Money and Banking Part 7
by Eric Tymoigne, New Economic Perspectives
Posted on March 6, 2016

The Financialization of the Economy

The financial industry is in the business of dealing with leverage. Its business is about incentivizing other to go into debt (that’s what most of its assets are: claims on others) and it itself uses a lot of leverage to boost the profitability of its business. Banks grant credit, pension funds rely on financial claims to pay pensions, etc. For every creditor there is a corresponding debtor and so for every financial asset there is a corresponding financial liability: financialization also means “debtization” of the economy.

The financialization of the economy means that the financial sector has become much more important to the daily operations of the economic system. The private nonfinancial sectors have become more dependent on the smooth functioning of the financial sector in order to maintain the liquidity and solvency of their balance sheet, and to improve and maintain their economic welfare. Households have become more reliant on financial assets to obtain an income (interest, dividends and capital gains) and have increased their use of debt to fund education, healthcare, housing, transportation, leisure, and, more broadly, to maintain and grow their standard of living.

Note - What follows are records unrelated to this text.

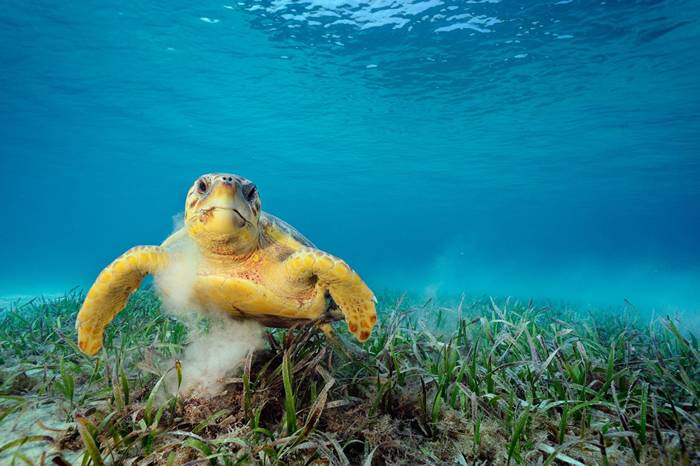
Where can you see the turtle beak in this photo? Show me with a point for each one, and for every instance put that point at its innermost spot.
(226, 199)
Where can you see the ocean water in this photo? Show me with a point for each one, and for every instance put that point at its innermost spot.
(544, 149)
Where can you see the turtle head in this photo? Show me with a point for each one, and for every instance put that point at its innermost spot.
(222, 213)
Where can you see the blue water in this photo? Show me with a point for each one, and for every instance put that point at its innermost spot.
(526, 148)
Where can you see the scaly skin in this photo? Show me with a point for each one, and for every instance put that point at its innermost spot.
(110, 292)
(252, 266)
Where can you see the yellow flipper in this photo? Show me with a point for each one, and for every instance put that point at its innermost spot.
(355, 299)
(110, 292)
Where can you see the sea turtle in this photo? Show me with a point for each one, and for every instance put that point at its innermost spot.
(251, 265)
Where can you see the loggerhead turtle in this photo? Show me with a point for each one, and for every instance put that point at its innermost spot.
(252, 266)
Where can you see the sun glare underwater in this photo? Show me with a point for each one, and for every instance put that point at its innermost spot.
(535, 149)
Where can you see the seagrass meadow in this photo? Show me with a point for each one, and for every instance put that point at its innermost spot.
(467, 381)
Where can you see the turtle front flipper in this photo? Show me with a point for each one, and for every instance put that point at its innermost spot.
(110, 292)
(350, 293)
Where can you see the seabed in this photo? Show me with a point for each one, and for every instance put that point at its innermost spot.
(476, 382)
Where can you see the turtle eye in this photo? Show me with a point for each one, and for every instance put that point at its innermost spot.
(250, 190)
(202, 186)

Nonfinancial businesses also have recorded a very rapid increase in financial assets in their portfolio and a growth of debt. Some of them, like Ford or GE (until recently), have a financial branch that provides more cash and cash flow than their core nonfinancial activity (Figures 11, 12). The counterpart of these trends has been a growing share of outstanding financial assets held by private finance (Figure 9). From the late 1960s, the share of financial assets held directly by households dropped significantly from about 52 percent to 30 percent. Instead, a growing share of assets has been held by private financial institutions, which went from 25 percent in the late 1940s to 40 percent right before the crisis. The rest of the world recorded most of the rest of the gains from 2 percent to 10 percent of U.S. financial assets. The share of national income going to the financial industry has also grown quite significantly after WWII (Figure 10). A first wave occurred in the 1950s and a second one in the 1980s and 1990s. Today, about 18% of national income goes to the financial sector, something not seen since the 1920s.

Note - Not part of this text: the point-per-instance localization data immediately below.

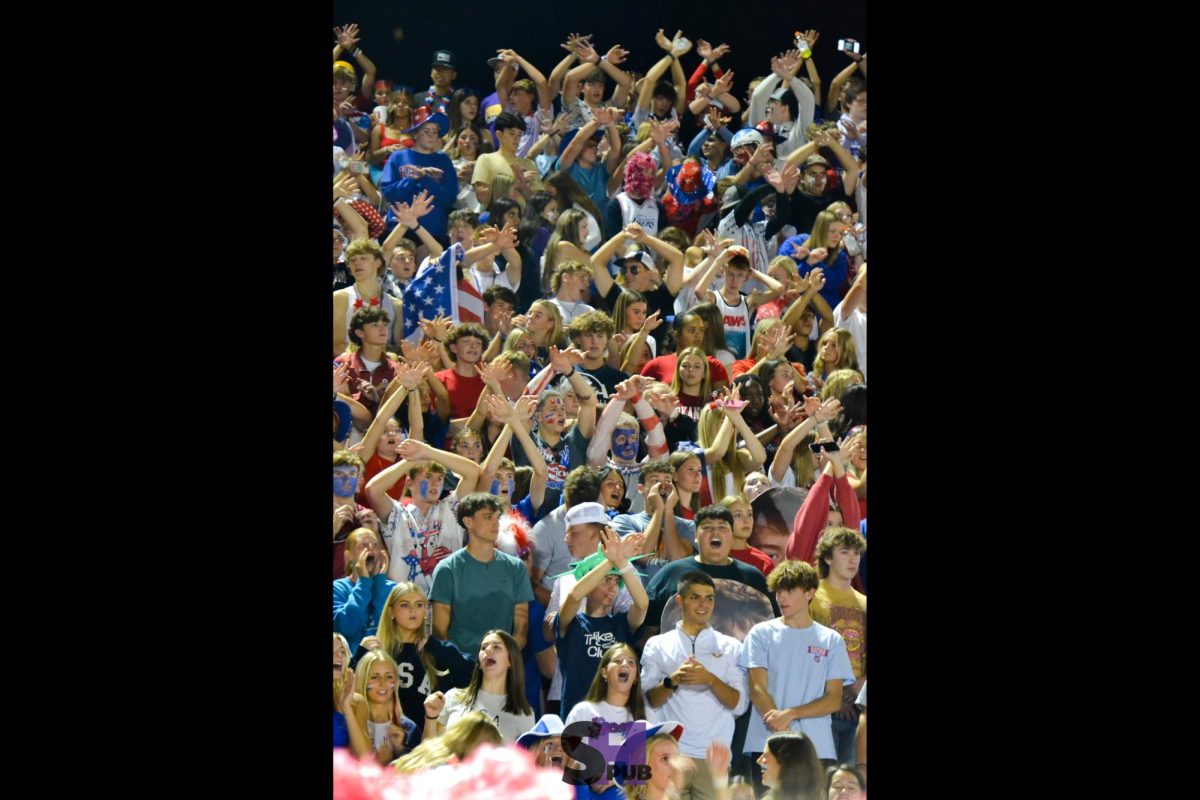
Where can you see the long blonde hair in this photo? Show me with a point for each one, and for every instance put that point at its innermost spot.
(556, 336)
(363, 674)
(711, 421)
(847, 354)
(461, 739)
(391, 638)
(706, 385)
(565, 229)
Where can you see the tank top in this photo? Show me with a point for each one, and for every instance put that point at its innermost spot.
(737, 324)
(646, 214)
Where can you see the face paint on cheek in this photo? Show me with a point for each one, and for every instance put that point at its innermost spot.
(625, 450)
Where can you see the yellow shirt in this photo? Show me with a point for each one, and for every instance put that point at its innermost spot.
(844, 611)
(495, 163)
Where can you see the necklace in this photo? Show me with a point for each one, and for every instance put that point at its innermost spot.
(359, 301)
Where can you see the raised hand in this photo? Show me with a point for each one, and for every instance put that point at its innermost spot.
(627, 389)
(348, 36)
(718, 759)
(791, 179)
(435, 703)
(574, 41)
(493, 373)
(498, 409)
(828, 410)
(781, 343)
(413, 450)
(612, 548)
(587, 53)
(775, 179)
(631, 545)
(523, 409)
(563, 361)
(724, 84)
(429, 353)
(508, 238)
(617, 55)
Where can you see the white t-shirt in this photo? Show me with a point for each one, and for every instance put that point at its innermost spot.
(419, 543)
(798, 662)
(856, 323)
(487, 280)
(510, 725)
(563, 587)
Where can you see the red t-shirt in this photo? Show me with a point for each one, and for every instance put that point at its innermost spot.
(663, 368)
(463, 391)
(755, 558)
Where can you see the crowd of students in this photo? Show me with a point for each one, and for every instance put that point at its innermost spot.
(600, 417)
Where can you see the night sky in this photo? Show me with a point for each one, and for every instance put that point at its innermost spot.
(401, 41)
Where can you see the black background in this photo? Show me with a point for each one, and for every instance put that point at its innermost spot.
(535, 30)
(198, 500)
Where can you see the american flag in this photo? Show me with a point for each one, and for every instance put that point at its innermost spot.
(436, 289)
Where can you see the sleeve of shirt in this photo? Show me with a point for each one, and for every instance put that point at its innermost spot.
(541, 546)
(448, 656)
(442, 588)
(736, 675)
(351, 607)
(623, 524)
(653, 669)
(839, 662)
(755, 651)
(612, 217)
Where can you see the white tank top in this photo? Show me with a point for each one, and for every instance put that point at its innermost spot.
(645, 214)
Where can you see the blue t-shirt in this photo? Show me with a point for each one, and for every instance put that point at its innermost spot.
(535, 643)
(594, 181)
(481, 595)
(835, 274)
(580, 650)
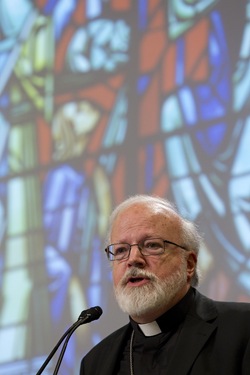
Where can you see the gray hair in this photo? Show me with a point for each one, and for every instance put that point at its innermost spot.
(190, 236)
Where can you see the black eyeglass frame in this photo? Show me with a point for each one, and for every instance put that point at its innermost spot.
(140, 248)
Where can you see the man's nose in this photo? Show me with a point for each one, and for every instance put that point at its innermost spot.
(135, 256)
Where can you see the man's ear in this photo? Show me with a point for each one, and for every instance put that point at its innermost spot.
(191, 264)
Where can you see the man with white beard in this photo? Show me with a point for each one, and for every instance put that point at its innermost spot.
(173, 329)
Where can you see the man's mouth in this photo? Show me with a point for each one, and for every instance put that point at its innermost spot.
(137, 280)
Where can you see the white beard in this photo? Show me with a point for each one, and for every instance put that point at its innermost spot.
(147, 298)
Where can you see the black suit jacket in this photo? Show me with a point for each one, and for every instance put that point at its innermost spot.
(215, 340)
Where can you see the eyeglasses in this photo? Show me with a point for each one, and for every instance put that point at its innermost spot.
(150, 246)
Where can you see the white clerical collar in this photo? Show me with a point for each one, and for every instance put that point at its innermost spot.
(150, 329)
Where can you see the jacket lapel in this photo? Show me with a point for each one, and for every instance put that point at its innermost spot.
(199, 324)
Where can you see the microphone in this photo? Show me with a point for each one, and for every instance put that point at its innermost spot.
(86, 316)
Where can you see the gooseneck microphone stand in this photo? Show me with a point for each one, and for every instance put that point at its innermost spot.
(86, 316)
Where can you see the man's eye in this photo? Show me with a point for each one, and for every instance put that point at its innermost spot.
(120, 250)
(152, 245)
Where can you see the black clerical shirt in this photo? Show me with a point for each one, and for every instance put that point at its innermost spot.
(151, 353)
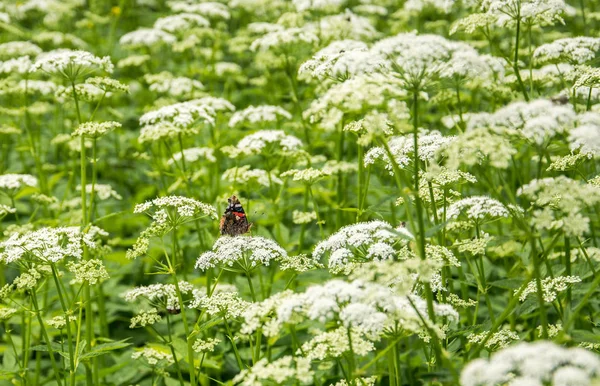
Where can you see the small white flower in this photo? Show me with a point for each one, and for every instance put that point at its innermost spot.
(247, 252)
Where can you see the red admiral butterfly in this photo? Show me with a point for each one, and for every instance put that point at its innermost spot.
(234, 221)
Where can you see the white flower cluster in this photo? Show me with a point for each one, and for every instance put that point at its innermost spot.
(17, 181)
(95, 129)
(164, 295)
(498, 340)
(477, 209)
(247, 252)
(181, 115)
(244, 175)
(284, 39)
(253, 115)
(342, 59)
(480, 146)
(154, 357)
(176, 86)
(287, 368)
(20, 65)
(90, 271)
(402, 149)
(194, 154)
(365, 306)
(318, 5)
(541, 12)
(586, 136)
(146, 37)
(19, 48)
(578, 50)
(261, 141)
(208, 9)
(145, 318)
(562, 201)
(180, 22)
(357, 94)
(365, 241)
(51, 244)
(184, 207)
(345, 25)
(538, 363)
(205, 345)
(227, 304)
(71, 64)
(551, 286)
(102, 191)
(537, 121)
(334, 343)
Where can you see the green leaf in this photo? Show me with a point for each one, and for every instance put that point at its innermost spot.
(105, 348)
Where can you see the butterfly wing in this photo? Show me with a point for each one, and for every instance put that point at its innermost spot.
(234, 221)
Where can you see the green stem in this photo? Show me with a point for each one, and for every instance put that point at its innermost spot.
(67, 323)
(46, 338)
(186, 327)
(516, 59)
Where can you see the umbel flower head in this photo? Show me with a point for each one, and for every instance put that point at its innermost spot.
(17, 181)
(402, 149)
(51, 244)
(95, 129)
(287, 368)
(243, 253)
(163, 296)
(258, 115)
(361, 242)
(342, 59)
(538, 363)
(71, 64)
(367, 306)
(264, 142)
(176, 119)
(146, 37)
(180, 22)
(477, 209)
(167, 213)
(578, 50)
(560, 202)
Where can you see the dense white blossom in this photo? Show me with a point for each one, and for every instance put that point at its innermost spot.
(180, 22)
(535, 363)
(71, 64)
(164, 295)
(284, 39)
(264, 142)
(254, 115)
(146, 37)
(17, 181)
(19, 48)
(342, 59)
(51, 244)
(287, 368)
(208, 9)
(477, 209)
(402, 148)
(246, 175)
(247, 252)
(578, 50)
(360, 241)
(194, 154)
(586, 136)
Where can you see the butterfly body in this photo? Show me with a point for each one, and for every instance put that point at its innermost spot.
(234, 221)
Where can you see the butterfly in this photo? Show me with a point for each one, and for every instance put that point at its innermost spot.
(234, 221)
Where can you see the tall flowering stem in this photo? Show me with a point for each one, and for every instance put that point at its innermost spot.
(418, 203)
(186, 327)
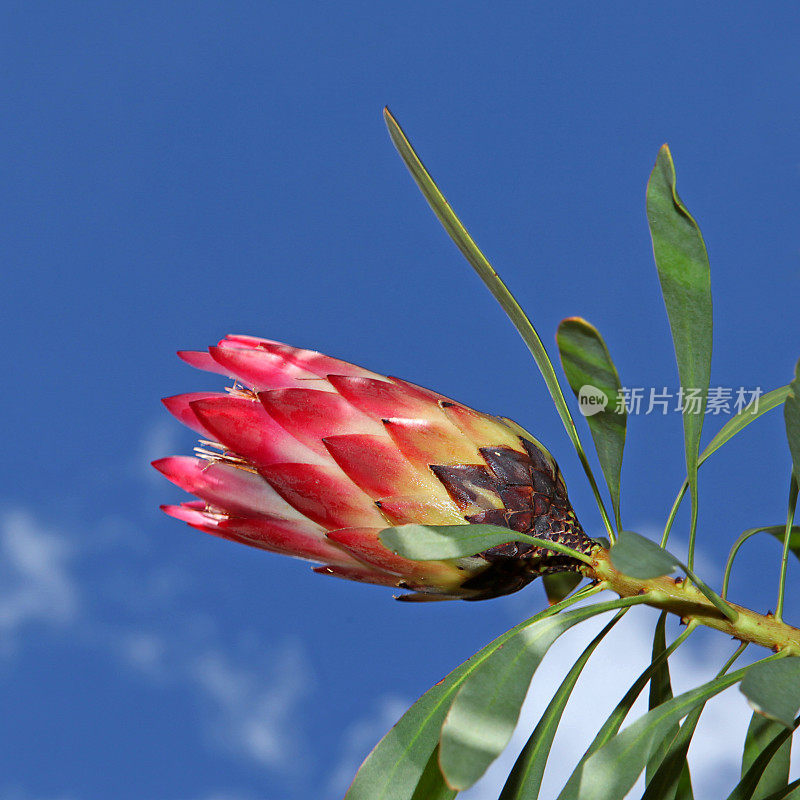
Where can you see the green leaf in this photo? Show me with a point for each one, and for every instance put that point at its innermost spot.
(751, 412)
(790, 792)
(559, 585)
(684, 273)
(432, 785)
(791, 415)
(660, 692)
(672, 778)
(615, 719)
(525, 779)
(478, 261)
(777, 531)
(773, 689)
(486, 708)
(641, 558)
(613, 769)
(775, 773)
(587, 363)
(396, 764)
(435, 542)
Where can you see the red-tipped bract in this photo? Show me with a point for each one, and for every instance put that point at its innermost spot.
(312, 457)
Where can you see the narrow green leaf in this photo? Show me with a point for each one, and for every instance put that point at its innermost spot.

What most people don’t get about Modern Monetary Theory and why it’s also called Chartalism is that very little of it is controversial thoughts on the origins and utility of money. Most of it is straightforward Generally Accepted Principles of Accounting. Now this may surprise you but most economists know very little about Accounting and as a discipline (in the sense that it’s anything but rattle-shaking VooDoo) most Economics is unfounded speculation about human behavior, misguided faith in Calvinist Predestination, and political prejudice and advocacy.

Reasoning from results or even bothering to compute them? That’s for suckers.